In v. 5, the Lord instructs Moses to take the staff with which he parted the Nile, and to go to the rock at Horeb. Two things should be noted about this verse. First, in the choice of this staff, the Lord is reminding Moses and the people of God’s liberation in the Exodus and the crossing of the Red Sea (cf. Exod 7:9, 17, 20; 14:16 etc.).  By implication, the one who acted to deliver in such a dramatic way can again be counted on to deliver the people, this time from thirst. Secondly, the reader or hearer who knows the story already will recognise that the rock named Horeb is none other than the mountain at which Moses will later receive the law from the Lord. There is a hint that the story is not simply about the provision of water but also points to the Lord’s provision of the law which will guide the life of the people.

The Lord promises to give water from the rock when Moses strikes it with his staff, assuring Moses that God will be standing there before him on the rock (Exod 17:6).   The focus is to be on God’s presence, rather than on any suggestion of magical powers vested in Moses or the staff.
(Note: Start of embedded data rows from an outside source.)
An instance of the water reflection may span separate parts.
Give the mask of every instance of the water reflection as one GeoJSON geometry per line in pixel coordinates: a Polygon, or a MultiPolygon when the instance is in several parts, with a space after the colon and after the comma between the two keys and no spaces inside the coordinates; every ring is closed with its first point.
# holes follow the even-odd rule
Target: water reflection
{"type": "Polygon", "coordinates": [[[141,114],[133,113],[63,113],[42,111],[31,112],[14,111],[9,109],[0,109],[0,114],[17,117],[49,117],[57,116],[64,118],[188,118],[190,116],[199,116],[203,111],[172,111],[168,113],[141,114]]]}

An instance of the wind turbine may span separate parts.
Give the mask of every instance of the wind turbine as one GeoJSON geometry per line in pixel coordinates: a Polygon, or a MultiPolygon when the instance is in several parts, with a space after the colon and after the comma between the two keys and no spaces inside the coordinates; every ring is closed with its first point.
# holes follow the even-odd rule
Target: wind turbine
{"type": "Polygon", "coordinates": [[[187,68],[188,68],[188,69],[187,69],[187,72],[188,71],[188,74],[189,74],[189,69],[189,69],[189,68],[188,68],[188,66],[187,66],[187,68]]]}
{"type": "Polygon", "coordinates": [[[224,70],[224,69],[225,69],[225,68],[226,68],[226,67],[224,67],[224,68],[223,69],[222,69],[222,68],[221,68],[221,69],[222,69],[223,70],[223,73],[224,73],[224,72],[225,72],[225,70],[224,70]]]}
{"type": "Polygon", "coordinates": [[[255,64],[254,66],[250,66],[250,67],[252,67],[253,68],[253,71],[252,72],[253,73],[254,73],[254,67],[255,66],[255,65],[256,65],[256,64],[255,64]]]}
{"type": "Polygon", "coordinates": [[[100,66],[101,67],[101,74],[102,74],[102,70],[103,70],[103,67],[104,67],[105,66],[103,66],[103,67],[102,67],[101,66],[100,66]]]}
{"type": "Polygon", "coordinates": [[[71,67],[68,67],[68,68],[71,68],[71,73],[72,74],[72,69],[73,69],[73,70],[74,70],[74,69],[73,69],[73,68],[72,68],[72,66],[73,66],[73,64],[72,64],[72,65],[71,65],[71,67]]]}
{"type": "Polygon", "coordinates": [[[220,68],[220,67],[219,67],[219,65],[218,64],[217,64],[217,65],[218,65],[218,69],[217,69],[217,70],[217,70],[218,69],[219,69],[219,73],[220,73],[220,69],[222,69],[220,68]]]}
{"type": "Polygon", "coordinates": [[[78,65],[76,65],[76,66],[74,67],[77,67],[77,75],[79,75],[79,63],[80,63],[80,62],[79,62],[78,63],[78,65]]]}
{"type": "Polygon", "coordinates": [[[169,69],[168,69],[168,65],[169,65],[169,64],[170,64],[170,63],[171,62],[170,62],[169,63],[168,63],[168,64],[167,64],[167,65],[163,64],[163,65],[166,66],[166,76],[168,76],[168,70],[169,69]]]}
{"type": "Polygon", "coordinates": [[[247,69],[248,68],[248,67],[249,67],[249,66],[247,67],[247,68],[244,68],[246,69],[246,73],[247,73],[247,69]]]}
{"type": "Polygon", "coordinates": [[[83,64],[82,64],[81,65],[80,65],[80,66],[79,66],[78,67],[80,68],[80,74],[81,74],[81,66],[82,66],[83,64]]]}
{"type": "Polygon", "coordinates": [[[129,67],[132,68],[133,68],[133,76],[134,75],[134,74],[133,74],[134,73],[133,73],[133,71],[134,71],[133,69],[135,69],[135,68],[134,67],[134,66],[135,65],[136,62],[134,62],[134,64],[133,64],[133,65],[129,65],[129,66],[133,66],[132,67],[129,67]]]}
Moses complies with Gods’ commands; interestingly, we are not actually told that the water came out from the rock. We note as well that Moses does not give God thanks or praise for the miracle he and the elders have presumably witnessed.  Instead, Moses focuses on the people’s complaint, naming the place Massah and Meribah, the place of testing and quarrelling. His naming of the place is explained by reiterating the people’s quarrelling and testing of the Lord, this time with an added question that was not part of their original complaint, ‘Is the Lord among us or not?’ This is the theological issue that is at stake, the question of God’s presence, and the deeper matter of faith and trust in God’s guidance and provision. The people’s complaint to Moses, so soon on the heels of God’s provision of manna, shows a continued lack of trust in God’s guidance.

This story of water from the rock is echoed in Num. 20:2-13, where the account is filled out with further detail. In that account, Moses’ failure to trust God (and implicitly, to give God credit for the miracle) accounts for the Lord’s decision that Moses and Aaron not be allowed to lead the people into the land of promise. Here again, the core issue is seen as a lack of trust in God’s provision for God’s people.

The Old Testament text for the day accords well with the gospel reading of the Samaritan woman at the well (John 4:5-42). In that story, Jesus promises living water that will assuage all thirst. In Exodus, the water from the rock points forward to that ‘living water’ that is found in that Old Testament context of the law given at Horeb. In a desert climate where life and death are separated only by reliable sources of water, the promise of living water is a powerful metaphor of God’s provision of all that is needed for abundant life. In our land, which we have now come to know as a land in which water is a valuable and scarce commodity, we too are called to ponder anew the depths of the metaphor of living water which Jesus gives.